If your eczema is more severe and stubborn, the above probably won’t be enough. Dr. Shah will likely prescribe these any of these possible medications:
- Hydrocortisone — These creams or ointments calm the skin inflammation.
- Antihistamines — These help calm your immune reaction.
- Corticosteroids — These anti-inflammatory drugs target serious outbreaks.
- Immune system drugs — There are a number of drugs, and prescription creams and ointments that control the inflammation and reduce immune system reactions.
- Injectables — Dupilumab (brand name Dupixent) is an injectable medicine for severe atopic dermatitis.
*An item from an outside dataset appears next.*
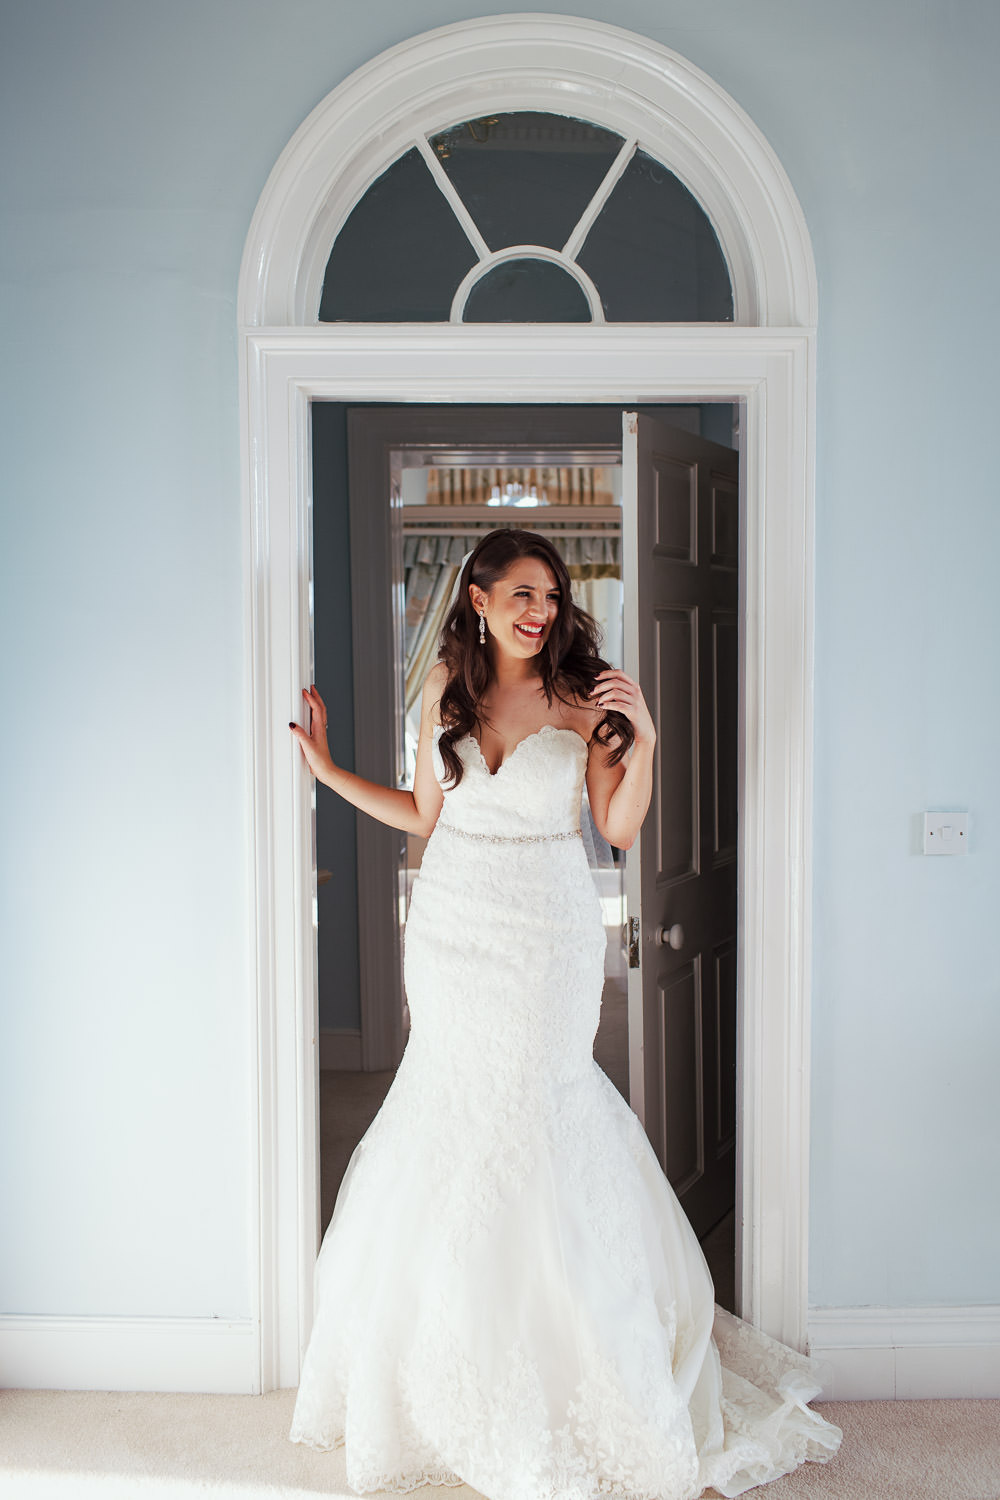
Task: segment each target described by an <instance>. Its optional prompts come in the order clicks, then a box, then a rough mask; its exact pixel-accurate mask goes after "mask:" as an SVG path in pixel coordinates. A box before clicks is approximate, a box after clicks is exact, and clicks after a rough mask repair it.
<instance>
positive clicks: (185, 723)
mask: <svg viewBox="0 0 1000 1500" xmlns="http://www.w3.org/2000/svg"><path fill="white" fill-rule="evenodd" d="M498 9H505V7H502V6H498V5H496V3H492V5H486V6H475V5H468V3H457V0H456V3H436V5H430V3H423V0H418V3H412V0H409V3H405V0H393V3H381V5H378V6H357V5H355V3H354V0H349V3H342V0H283V3H282V5H274V3H273V0H175V3H174V5H171V6H162V5H151V3H148V0H88V3H87V5H76V3H69V0H66V3H55V0H33V3H30V5H28V3H22V5H19V6H6V7H4V17H3V36H0V57H1V58H3V63H1V65H0V66H1V68H3V77H1V78H0V101H1V104H0V110H1V111H3V113H1V117H0V124H1V138H3V141H4V150H3V162H1V163H0V204H1V205H3V216H4V225H3V248H1V251H0V257H1V260H0V275H1V281H3V299H4V306H3V321H1V323H0V332H1V336H3V341H4V359H3V360H1V362H0V380H3V396H1V401H0V411H1V413H3V426H4V435H3V444H1V449H0V465H1V469H0V471H1V475H3V478H1V490H3V507H4V532H6V535H4V541H3V580H1V592H0V610H1V621H0V622H1V628H3V643H4V651H3V670H4V681H3V703H4V708H6V712H7V723H6V730H4V735H3V772H4V792H6V796H4V811H3V859H4V901H3V932H1V933H0V954H1V962H3V999H4V1026H6V1034H7V1040H6V1041H4V1047H3V1059H1V1064H0V1067H1V1068H3V1077H1V1079H0V1097H1V1098H3V1109H4V1116H6V1118H4V1121H3V1124H1V1130H0V1142H1V1146H0V1152H1V1154H3V1158H4V1182H3V1185H0V1200H1V1202H3V1206H4V1221H6V1229H4V1235H3V1250H1V1251H0V1257H1V1259H0V1286H1V1287H3V1311H18V1313H64V1314H70V1313H103V1314H129V1313H136V1314H139V1313H141V1314H169V1313H175V1314H189V1316H210V1314H213V1313H217V1314H223V1316H240V1314H246V1313H247V1311H249V1307H250V1292H249V1256H247V1244H249V1233H250V1220H249V1140H247V1125H246V1121H247V1095H249V1082H247V1047H249V1025H250V1017H252V986H250V966H249V941H247V930H249V929H247V912H249V906H250V891H249V886H247V876H246V871H247V840H249V826H247V741H246V726H247V663H246V642H244V607H243V583H241V568H243V547H244V537H243V519H241V513H240V474H238V428H237V365H235V308H234V299H235V287H237V272H238V264H240V252H241V246H243V240H244V236H246V229H247V226H249V222H250V216H252V211H253V205H255V202H256V198H258V193H259V192H261V187H262V186H264V180H265V177H267V174H268V171H270V168H271V165H273V163H274V159H276V157H277V154H279V151H280V150H282V147H283V145H285V142H286V141H288V138H289V136H291V133H292V132H294V130H295V127H297V126H298V124H300V121H301V120H303V117H304V115H306V114H307V113H309V110H310V108H312V107H313V105H315V104H316V102H318V101H319V99H321V98H322V96H324V95H325V93H327V92H328V90H330V89H331V87H334V86H336V84H337V83H339V81H340V80H342V78H343V77H345V75H346V74H348V72H351V71H352V69H354V68H355V66H358V65H360V63H363V62H366V60H367V58H369V57H372V55H373V54H375V52H378V51H381V49H382V48H384V46H387V45H390V43H394V42H397V40H400V39H403V37H405V36H408V34H411V33H414V31H418V30H423V28H427V27H432V26H438V24H442V23H447V21H454V20H460V18H465V17H471V15H477V13H490V12H495V10H498ZM510 9H520V6H517V7H510ZM546 9H547V10H553V12H565V13H573V12H577V13H586V15H594V17H598V18H604V20H610V21H613V23H616V24H619V26H625V27H631V28H634V30H637V31H643V33H646V34H648V36H651V37H654V39H657V40H660V42H664V43H667V45H669V46H673V48H676V49H678V51H679V52H682V54H685V55H687V57H690V58H691V60H693V62H694V63H697V65H699V66H702V68H703V69H706V72H709V74H711V75H712V77H714V78H715V80H717V81H718V83H720V84H721V86H723V87H724V89H727V90H729V92H730V93H732V95H733V96H735V98H736V101H738V102H739V104H741V105H742V107H744V108H745V110H747V111H748V114H750V115H751V117H753V118H754V120H756V123H757V124H759V126H760V127H762V129H763V132H765V133H766V135H768V138H769V139H771V142H772V145H774V148H775V150H777V153H778V156H780V157H781V160H783V163H784V166H786V169H787V172H789V175H790V178H792V183H793V186H795V189H796V192H798V195H799V198H801V201H802V205H804V210H805V214H807V220H808V225H810V231H811V236H813V243H814V249H816V258H817V266H819V278H820V296H822V339H820V359H819V495H817V655H816V822H814V832H816V840H814V855H816V865H814V867H816V885H814V898H816V907H814V909H816V921H814V1022H813V1035H814V1074H813V1098H814V1113H813V1182H811V1205H813V1247H811V1301H813V1302H814V1304H825V1305H853V1304H889V1305H922V1304H949V1302H955V1304H964V1302H994V1304H1000V1254H999V1250H1000V1244H999V1241H1000V1208H999V1206H997V1199H996V1193H994V1191H993V1187H991V1184H993V1181H994V1176H996V1160H997V1145H999V1142H997V1109H996V1085H994V1082H993V1074H994V1071H996V1059H997V1055H999V1052H1000V1047H999V1044H1000V1004H999V1002H1000V986H999V980H997V959H996V951H994V919H996V912H997V909H999V907H1000V880H999V877H997V847H999V834H997V825H999V813H1000V807H999V793H997V765H999V763H1000V708H999V705H997V687H996V684H997V669H996V655H997V646H996V643H997V639H999V633H1000V631H999V627H1000V619H999V618H997V616H999V613H1000V606H999V604H997V600H999V598H1000V589H999V588H997V585H996V580H994V571H996V558H997V555H999V552H1000V547H999V543H1000V535H999V529H1000V522H999V516H1000V507H999V504H997V484H996V480H994V478H993V477H991V474H993V469H991V466H990V463H988V453H987V437H988V434H991V432H993V426H994V410H996V395H994V383H993V377H994V345H996V342H997V336H999V335H1000V327H999V324H1000V318H999V315H997V314H999V309H997V278H996V266H994V263H996V245H997V243H999V240H1000V233H999V231H1000V223H999V222H997V220H999V210H997V196H996V192H994V190H993V183H994V178H996V162H997V159H999V150H997V147H999V141H997V133H999V129H997V111H996V105H994V93H996V86H994V75H996V65H997V54H999V43H1000V24H999V21H1000V12H999V10H997V7H996V5H993V3H976V0H964V3H963V5H954V3H949V0H934V3H930V0H924V3H921V0H916V3H915V0H882V3H880V5H877V6H871V5H868V3H864V5H862V3H861V0H846V3H844V0H841V3H840V5H837V6H832V5H829V6H819V5H804V3H802V0H756V3H754V5H747V3H745V0H739V3H738V0H619V3H616V5H615V6H613V7H612V6H595V5H583V3H582V0H574V3H573V5H559V3H558V0H546ZM936 804H937V805H963V807H969V808H970V811H972V819H973V823H972V855H970V858H967V859H964V861H930V859H922V858H919V856H918V855H916V853H915V852H913V847H915V844H913V826H915V817H916V814H918V813H919V811H921V810H922V808H924V807H933V805H936Z"/></svg>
Typically given every two weeks as an injection, it controls the body’s inflammatory respond.
- Prescription-strength moisturizers — These support the skin’s barrier against irritants and allergens.
- Ultraviolet light therapy — This can help to calm the inflammation on the skin.
Intense pulsed light — These short duration pulses of wavelengths of high-intensity light can also calm inflammation.